Perhaps the disks for /builds are faster. Perhaps the disks for /home are larger. All that matters here is that we made a static policy decision and changing it can be very difficult.

It is easy to see that eventually the limiting factor to data transfer is the bottleneck caused by the network connection. We went from 10Mbs to 100Mbs to 1G networks (and are working on making 10G a reality) in part because the server subsystems were faster than the network. But workloads have increased or client farms have scaled way out of proportion. Replace that single client with 1000 of them all trying to access the /home volume at once.

A solution is to parallelize the server by adding more boxes to it. A very simplistic approach would be the following:

We want the server to advertised with a single IP address, so we put a box in front to essentially route all traffic to the correct storage box. Think of the problems this presents:

• The routing box has to open up the packet enough to figure out where to re-route it.
  • We really want zero copies of the network packet.
  • Ideally it would go straight to the target storage box.
• How have we replaced the bottleneck of one machine processing every packet?

We want to leave the routing to network hardware. What does our router do? It decides which of the data servers to send the data to. Why does that decision need to be repeated for every packet? What if the very first time we started file access we decided which machine the file was going to go to?

The problem with this is that traditional NFSv3 and NFSv4 clients expect that the file will be on the same machine that was queried for the open. (This is not entirely accurate, NFSv4 could handle this migration of a file.) And if we wanted to split that file across multiple machines, well that is definitely outside of the scope of these protocols.

The solution that pnfs takes is to provide a router, which is called a MDS (metadata server) and push the actually routing of the data back to the client:

Just as with RAID, we want to stripe access to the I/O. So, the client queries the MDS about the layout of the file. The layout is basically a list of DS (data servers) and the stripe size.

At a simplistic level, the client will access the first stripe size chunk on the first DS, the second chunk on the second machine, and so on. Once it has done that for all machines, it will wrap back to the first. If the client decides to start at a position other than the start of the file, it can do some simple calculations to determine which DS has the data.

A write operation can be visualized in the following:

To summarize, the pnfs client (for all intents and purposes a NFSv4.1 client) talks to the MDS to get metadata information (attributes) and the set of DSs which have the file. The client then directly talks to each of them for file access.

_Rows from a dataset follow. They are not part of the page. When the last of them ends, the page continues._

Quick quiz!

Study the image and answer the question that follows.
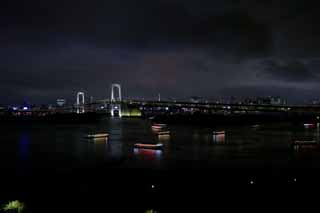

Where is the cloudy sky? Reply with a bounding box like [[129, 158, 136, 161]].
[[1, 0, 320, 104]]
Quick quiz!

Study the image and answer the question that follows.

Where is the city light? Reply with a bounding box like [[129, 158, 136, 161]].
[[2, 1, 320, 210]]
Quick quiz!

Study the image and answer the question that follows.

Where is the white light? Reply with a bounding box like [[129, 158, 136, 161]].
[[165, 107, 169, 110], [151, 185, 155, 189], [23, 107, 28, 110], [294, 178, 297, 182], [250, 180, 254, 184]]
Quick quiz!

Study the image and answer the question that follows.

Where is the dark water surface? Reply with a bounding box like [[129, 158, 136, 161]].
[[1, 118, 320, 212]]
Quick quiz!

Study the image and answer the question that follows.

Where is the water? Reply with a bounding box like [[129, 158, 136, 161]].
[[1, 118, 320, 211], [1, 118, 320, 173]]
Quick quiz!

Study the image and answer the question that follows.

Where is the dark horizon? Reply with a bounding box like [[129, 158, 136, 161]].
[[2, 0, 320, 104]]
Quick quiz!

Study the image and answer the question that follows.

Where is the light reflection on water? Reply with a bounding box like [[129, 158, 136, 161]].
[[158, 134, 170, 142], [212, 134, 226, 145], [133, 148, 162, 160], [2, 119, 320, 171], [19, 133, 29, 160], [18, 133, 30, 176]]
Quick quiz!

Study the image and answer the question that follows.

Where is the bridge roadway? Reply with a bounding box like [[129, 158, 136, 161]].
[[92, 99, 320, 113]]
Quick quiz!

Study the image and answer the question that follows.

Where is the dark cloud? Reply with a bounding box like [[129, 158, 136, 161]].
[[1, 0, 320, 104], [1, 0, 272, 55], [259, 59, 320, 82]]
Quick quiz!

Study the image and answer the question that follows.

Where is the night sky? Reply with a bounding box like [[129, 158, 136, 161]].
[[1, 0, 320, 104]]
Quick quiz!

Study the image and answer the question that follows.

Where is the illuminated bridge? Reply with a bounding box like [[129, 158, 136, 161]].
[[11, 83, 320, 118], [91, 99, 320, 115], [72, 83, 320, 117]]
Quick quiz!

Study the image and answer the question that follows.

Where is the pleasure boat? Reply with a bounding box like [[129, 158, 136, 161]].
[[213, 131, 225, 135], [293, 140, 318, 145], [85, 133, 109, 139], [134, 143, 163, 150], [151, 124, 167, 129]]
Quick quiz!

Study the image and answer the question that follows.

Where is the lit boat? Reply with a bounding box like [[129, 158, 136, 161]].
[[213, 131, 225, 135], [134, 143, 163, 150], [152, 124, 167, 129], [157, 131, 170, 136], [293, 140, 318, 145], [304, 123, 315, 128], [85, 133, 109, 139]]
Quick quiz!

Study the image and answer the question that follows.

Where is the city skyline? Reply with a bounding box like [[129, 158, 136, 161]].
[[2, 0, 320, 104]]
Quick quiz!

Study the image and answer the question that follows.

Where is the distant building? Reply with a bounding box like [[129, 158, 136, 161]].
[[310, 98, 320, 105], [270, 96, 287, 105], [190, 96, 204, 103], [257, 97, 271, 105], [242, 96, 286, 105], [57, 99, 66, 107]]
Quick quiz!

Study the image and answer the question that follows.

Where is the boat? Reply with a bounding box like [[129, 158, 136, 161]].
[[85, 133, 109, 139], [151, 124, 167, 129], [293, 140, 318, 145], [304, 123, 315, 128], [157, 131, 170, 136], [134, 143, 163, 150], [213, 131, 225, 135]]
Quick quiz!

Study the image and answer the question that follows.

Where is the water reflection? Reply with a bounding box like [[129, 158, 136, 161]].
[[107, 119, 123, 159], [316, 123, 320, 141], [133, 148, 162, 162], [158, 134, 170, 143], [91, 139, 109, 160], [18, 133, 30, 175], [19, 133, 29, 160], [90, 137, 108, 144], [212, 134, 226, 145], [293, 144, 319, 152]]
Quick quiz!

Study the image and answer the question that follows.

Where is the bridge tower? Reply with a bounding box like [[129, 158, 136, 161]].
[[110, 84, 122, 117], [76, 92, 85, 114]]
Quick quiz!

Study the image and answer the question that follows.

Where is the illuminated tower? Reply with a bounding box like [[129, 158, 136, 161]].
[[110, 84, 122, 117], [76, 92, 85, 114]]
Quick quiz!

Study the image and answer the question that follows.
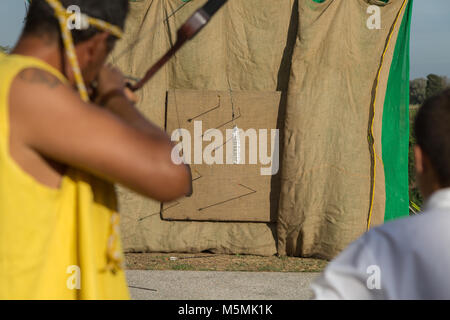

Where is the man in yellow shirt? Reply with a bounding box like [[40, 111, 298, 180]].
[[0, 0, 192, 299]]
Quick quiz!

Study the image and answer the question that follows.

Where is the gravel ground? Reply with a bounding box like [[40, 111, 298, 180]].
[[126, 270, 320, 300]]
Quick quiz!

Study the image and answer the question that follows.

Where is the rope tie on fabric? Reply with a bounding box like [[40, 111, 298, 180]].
[[45, 0, 123, 102], [42, 0, 123, 102], [45, 0, 89, 101], [103, 212, 124, 274], [41, 0, 125, 273]]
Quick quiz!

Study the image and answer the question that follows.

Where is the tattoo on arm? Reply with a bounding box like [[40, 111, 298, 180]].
[[18, 68, 62, 89]]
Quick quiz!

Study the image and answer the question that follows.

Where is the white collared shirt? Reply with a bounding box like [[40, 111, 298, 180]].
[[311, 188, 450, 300]]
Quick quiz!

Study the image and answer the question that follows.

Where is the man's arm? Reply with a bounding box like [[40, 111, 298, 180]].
[[94, 65, 170, 139], [10, 67, 192, 202]]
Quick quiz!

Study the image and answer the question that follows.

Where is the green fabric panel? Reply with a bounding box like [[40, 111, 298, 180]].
[[382, 0, 413, 221]]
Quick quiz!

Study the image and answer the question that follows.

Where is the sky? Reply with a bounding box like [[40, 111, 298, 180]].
[[0, 0, 449, 80]]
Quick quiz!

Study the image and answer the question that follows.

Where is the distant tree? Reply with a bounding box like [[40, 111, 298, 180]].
[[426, 74, 446, 99], [410, 78, 427, 105], [0, 45, 10, 53], [445, 76, 450, 89]]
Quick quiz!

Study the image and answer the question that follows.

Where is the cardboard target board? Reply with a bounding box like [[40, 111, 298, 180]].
[[162, 89, 281, 223]]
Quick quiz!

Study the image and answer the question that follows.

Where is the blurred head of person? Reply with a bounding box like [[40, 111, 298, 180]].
[[20, 0, 129, 85], [414, 89, 450, 199]]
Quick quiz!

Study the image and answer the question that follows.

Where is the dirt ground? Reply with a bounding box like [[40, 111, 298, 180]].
[[125, 253, 328, 273]]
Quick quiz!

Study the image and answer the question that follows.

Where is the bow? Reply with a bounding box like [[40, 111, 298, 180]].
[[126, 0, 229, 92]]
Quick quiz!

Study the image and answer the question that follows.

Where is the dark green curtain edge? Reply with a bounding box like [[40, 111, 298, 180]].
[[382, 0, 413, 222]]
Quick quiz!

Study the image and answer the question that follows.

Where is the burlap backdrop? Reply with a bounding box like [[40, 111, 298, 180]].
[[277, 0, 410, 259], [111, 0, 409, 258]]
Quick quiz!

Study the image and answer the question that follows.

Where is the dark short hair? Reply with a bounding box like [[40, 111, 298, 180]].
[[23, 0, 129, 49], [414, 88, 450, 187]]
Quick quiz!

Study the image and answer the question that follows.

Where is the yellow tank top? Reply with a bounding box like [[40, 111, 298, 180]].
[[0, 52, 129, 300]]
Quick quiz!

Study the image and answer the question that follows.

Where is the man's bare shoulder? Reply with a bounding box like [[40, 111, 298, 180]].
[[16, 67, 63, 89], [11, 67, 84, 116], [9, 66, 88, 137]]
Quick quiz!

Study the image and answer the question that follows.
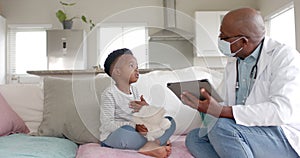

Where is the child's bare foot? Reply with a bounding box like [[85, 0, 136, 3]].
[[154, 139, 172, 147], [165, 140, 172, 156], [166, 140, 172, 147], [153, 139, 172, 156], [138, 141, 171, 158], [165, 145, 171, 157]]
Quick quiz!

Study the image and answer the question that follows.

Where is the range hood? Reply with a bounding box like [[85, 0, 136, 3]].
[[150, 0, 193, 41]]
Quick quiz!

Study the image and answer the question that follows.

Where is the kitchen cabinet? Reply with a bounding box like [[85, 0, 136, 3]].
[[194, 11, 227, 57]]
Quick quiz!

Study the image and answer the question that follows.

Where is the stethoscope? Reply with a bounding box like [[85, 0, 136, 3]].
[[235, 38, 265, 90]]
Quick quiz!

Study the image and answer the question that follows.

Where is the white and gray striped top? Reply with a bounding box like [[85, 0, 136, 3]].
[[99, 84, 139, 141]]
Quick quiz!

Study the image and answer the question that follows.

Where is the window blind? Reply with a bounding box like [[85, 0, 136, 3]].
[[7, 25, 51, 83]]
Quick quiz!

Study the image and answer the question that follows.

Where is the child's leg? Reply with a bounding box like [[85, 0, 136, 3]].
[[101, 125, 147, 150], [157, 116, 176, 146]]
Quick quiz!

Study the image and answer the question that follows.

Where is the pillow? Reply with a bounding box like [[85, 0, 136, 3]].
[[38, 76, 113, 144], [0, 134, 78, 158], [0, 92, 30, 136], [0, 84, 43, 135]]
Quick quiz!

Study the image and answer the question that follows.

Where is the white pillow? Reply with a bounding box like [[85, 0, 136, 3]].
[[135, 66, 223, 135], [0, 84, 44, 135]]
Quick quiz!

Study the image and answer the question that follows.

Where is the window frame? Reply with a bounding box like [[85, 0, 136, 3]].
[[97, 23, 149, 69], [6, 24, 51, 83], [265, 3, 295, 48]]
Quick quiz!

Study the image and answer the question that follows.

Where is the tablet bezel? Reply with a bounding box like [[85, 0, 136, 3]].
[[167, 79, 223, 102]]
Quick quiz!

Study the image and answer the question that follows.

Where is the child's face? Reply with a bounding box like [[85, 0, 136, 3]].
[[113, 54, 139, 84]]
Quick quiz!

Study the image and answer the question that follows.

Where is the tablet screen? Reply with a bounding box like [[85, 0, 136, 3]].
[[167, 79, 223, 102]]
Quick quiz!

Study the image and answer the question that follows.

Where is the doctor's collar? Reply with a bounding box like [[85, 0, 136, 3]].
[[237, 42, 262, 61]]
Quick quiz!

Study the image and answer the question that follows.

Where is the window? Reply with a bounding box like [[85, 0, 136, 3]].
[[98, 24, 149, 68], [7, 25, 50, 83], [266, 4, 295, 48]]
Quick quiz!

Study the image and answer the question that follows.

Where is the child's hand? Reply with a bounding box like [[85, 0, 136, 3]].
[[139, 95, 148, 106], [129, 95, 148, 112], [136, 124, 148, 136]]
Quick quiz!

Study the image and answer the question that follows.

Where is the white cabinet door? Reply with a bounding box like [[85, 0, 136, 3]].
[[98, 25, 148, 69], [195, 11, 227, 57], [0, 15, 6, 84]]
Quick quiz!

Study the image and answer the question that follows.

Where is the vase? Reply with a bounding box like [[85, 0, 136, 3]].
[[62, 20, 73, 29]]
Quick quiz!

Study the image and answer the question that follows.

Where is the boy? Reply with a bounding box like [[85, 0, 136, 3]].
[[99, 48, 176, 158]]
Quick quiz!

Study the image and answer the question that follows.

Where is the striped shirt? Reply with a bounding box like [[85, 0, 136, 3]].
[[99, 84, 139, 141]]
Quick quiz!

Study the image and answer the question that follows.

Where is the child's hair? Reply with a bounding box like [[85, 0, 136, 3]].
[[104, 48, 133, 76]]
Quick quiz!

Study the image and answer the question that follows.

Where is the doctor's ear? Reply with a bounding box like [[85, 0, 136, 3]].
[[241, 37, 249, 47], [242, 37, 249, 43]]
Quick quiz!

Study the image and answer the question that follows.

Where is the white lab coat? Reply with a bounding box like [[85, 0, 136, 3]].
[[222, 37, 300, 156]]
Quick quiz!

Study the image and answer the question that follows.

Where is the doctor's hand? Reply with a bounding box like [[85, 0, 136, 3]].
[[181, 88, 233, 118]]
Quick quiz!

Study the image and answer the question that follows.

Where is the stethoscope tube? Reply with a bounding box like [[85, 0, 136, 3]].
[[235, 38, 265, 90]]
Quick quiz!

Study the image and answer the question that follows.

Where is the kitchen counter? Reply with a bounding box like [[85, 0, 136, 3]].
[[27, 68, 171, 76]]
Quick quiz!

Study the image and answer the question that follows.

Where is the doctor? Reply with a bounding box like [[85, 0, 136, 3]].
[[182, 7, 300, 158]]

It is then the job of the spe to determine which set of machines that should be used. Instead of the static decision made when there were disks attached, we now make a dynamic decision. If the file access is for reading, well we don't need to consult the spe, the policy is in place. For writes, the spe will need to look at specified rules (policies) and the current state of the DSs to determine the best place to stripe the file. Note that nothing we have said (nor the above picture) dictates that the DS have adjacent IPs.

I'll talk more about the spe in a future entry.